Sun Java Solaris Communities My SDN Account Join SDN
 
Documentation

Converting Device Drivers to Support PCI Hotplugging

 

This paper provides the information device driver writers need to convert device drivers to be hotplug-capable. It is applicable to the Solaris 2.6 operating environment.

Introduction

The Solaris 2.6 environment currently supports Dynamic Reconfiguration (DR) (see "References"), which places similar requirements on device drivers. The information in this paper is being provided in advance of PCI hotplugging support in the Solaris product so that driver writers will have sufficient time to develop and test hotplug-capable PCI device drivers.

The focus of this paper is on bus interfaces, such as the PCI hotplugging specification (see the PCI Special Internet Group Web Site, which provide a controlled environment for hot removal and insertion of cards.

Before you can convert a driver to be hotplug-capable, you need to understand hotplug scenarios and how they affect device drivers.
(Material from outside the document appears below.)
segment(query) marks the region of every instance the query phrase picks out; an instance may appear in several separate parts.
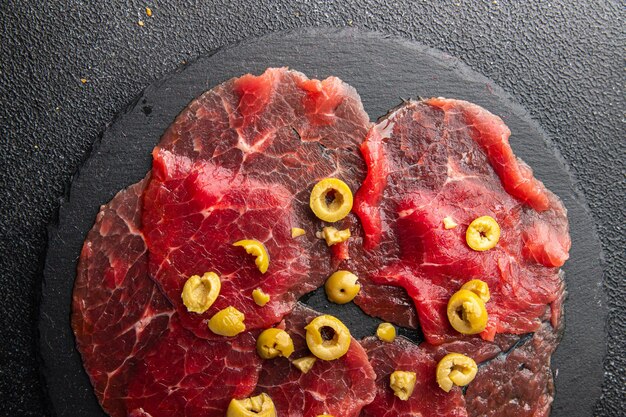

Section 2 describes controlled PCI hotplugging as outlined in the PCI hotplug specification. Section 3 describes the requirements on device drivers and the flow of control during hot removal and insertion. Section 4 outlines the steps required to make a device driver hotplug-capable. Section 5 provides guidelines for testing hotplug-capable device drivers in Solaris 2.6.

For more information download Sample Solaris Drivers. This package contains a number of sample drivers that are hotplug-capable and provide greater insight into the process.

The document Writing Device Drivers describes in detail how to write a Solaris device driver. This paper complements that document, which is a prerequisite to understanding this paper. (Note: On docs.sun.com, find the version of Writing Device Drivers that matches the release number you are working with.)

Writing Device Drivers does not describe the use of the suspend/resume feature, which is also used in Dynamic Reconfiguration, because it does not affect device drivers. However, suspend/resume requirements should be considered when testing the driver.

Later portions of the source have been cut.